Fanie Pelletier, réalisatrice

Les jeunes filles (trois groupes d’amies, dénichées sur Instagram) se livrent ici pêle-mêle à la caméra, dans un film que Fanie Pelletier a volontairement tourné à la Pierre Perrault, « à la cinéma direct ». « Je les amène dans un parc, illustre la réalisatrice, je les laisse aller, puis je rebondis. […] Et elles sont tellement à l’aise devant la caméra, parce qu’elles sont tout le temps devant une caméra ! » Le documentaire a d’ailleurs par moments des airs de fiction, tellement le naturel est au rendez-vous.

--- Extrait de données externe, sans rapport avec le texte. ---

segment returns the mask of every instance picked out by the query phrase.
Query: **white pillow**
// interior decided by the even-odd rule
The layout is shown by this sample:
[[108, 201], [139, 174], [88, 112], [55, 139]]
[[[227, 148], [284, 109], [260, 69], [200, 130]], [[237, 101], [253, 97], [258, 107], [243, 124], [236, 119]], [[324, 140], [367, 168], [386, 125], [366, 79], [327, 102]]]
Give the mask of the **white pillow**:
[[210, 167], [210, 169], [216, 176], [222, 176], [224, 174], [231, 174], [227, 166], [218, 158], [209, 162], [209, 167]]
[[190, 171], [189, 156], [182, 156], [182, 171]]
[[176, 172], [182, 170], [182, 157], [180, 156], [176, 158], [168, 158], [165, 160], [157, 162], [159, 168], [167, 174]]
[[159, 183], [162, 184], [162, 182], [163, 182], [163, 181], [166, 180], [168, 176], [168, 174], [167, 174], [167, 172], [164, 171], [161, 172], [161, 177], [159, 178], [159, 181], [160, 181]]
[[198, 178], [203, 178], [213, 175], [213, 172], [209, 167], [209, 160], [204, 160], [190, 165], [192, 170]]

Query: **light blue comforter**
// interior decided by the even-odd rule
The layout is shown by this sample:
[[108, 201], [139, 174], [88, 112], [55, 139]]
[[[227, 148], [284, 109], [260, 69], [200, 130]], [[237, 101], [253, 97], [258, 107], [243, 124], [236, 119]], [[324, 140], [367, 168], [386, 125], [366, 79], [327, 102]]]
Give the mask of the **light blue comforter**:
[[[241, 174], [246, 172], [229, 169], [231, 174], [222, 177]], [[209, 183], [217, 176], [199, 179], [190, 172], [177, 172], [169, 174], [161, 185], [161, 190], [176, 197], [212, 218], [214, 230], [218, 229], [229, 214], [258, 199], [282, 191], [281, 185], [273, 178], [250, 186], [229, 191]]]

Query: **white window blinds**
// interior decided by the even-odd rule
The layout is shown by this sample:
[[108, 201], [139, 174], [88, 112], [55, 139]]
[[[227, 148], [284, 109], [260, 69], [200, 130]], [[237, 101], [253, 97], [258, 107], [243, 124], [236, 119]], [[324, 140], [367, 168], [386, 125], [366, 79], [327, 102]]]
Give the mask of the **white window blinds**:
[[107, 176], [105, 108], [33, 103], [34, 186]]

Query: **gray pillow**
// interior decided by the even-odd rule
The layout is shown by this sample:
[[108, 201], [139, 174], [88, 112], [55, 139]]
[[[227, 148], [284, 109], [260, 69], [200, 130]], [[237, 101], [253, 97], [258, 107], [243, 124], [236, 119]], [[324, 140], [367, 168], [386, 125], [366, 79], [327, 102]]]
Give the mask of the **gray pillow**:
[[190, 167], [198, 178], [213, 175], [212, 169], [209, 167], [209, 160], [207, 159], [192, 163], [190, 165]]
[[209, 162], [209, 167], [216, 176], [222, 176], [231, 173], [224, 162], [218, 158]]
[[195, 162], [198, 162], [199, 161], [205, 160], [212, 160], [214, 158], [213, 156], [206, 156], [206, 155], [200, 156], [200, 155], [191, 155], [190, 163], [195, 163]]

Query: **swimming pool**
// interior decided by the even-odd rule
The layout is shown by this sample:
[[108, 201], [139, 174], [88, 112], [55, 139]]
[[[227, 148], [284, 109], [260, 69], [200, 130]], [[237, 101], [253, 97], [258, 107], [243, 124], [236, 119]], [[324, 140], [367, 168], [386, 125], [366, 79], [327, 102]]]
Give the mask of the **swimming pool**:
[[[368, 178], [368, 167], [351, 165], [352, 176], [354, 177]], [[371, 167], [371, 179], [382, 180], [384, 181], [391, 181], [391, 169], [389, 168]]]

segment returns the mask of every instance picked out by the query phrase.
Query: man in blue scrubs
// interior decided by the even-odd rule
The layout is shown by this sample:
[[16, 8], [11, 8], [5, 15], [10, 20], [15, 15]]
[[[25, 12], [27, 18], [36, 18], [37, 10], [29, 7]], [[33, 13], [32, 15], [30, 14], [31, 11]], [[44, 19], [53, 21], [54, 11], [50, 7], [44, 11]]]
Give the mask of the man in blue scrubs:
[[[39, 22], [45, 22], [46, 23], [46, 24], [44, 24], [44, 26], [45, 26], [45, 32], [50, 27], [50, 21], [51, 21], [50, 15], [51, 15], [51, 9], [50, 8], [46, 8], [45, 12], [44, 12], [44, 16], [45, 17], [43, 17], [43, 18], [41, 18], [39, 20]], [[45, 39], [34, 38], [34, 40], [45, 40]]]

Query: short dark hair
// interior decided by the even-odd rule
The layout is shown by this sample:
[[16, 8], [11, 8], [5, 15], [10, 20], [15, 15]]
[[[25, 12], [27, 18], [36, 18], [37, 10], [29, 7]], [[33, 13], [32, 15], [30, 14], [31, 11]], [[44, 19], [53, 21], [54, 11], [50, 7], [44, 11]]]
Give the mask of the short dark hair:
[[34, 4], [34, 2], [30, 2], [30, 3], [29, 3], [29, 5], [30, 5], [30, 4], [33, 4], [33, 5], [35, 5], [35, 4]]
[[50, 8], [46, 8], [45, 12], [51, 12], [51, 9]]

C’est qu’elles sont aussi visiblement à l’aise de se confier (plus facile devant des étrangers que des proches, diront-elles). Vous pensiez qu’on était ici dans la légèreté ? Tout le contraire. Identité sexuelle, orientation, image corporelle, même leurs troubles de santé mentale, tout y passe. D’entrée de jeu. Et sans filtre, on l’a dit. Et non, ce n’est pas toujours beau. Encore moins gai. Fanie Pelletier a d’ailleurs été littéralement « bouleversée » d’apprendre que plus de la moitié de ses filles souffraient (souvent en cachette, à l’insu de leurs amies, même leurs sœurs) de troubles alimentaires. Or, si elles s’exposent ainsi sur les réseaux sociaux, si elles s’affichent, et oui, souvent, se dénudent (au sens propre comme au figuré), finit-on par comprendre, ce n’est pas tant pour séduire que pour s’accepter.

C’est qu’elles se cherchent et s’assument, se blessent, puis s’affirment. Tout cela à la fois. C’est plein de contradictions, et c’est très bien comme ça.

« Je comprends le bien que ça peut leur faire, conclut aussi la réalisatrice. Et elles sont extrêmement lucides et conscientes de leurs contradictions. […] J’ai à la fois plein de compassion pour ce qu’elles vivent, des inquiétudes […] et une immense confiance. […] Elles sont très fragiles, oui, mais très solides en même temps. »

Jouvencelles est présenté au Quartier Latin, ce vendredi à 18 h, et au Cinéma du Musée, le 24 novembre à 20 h 45.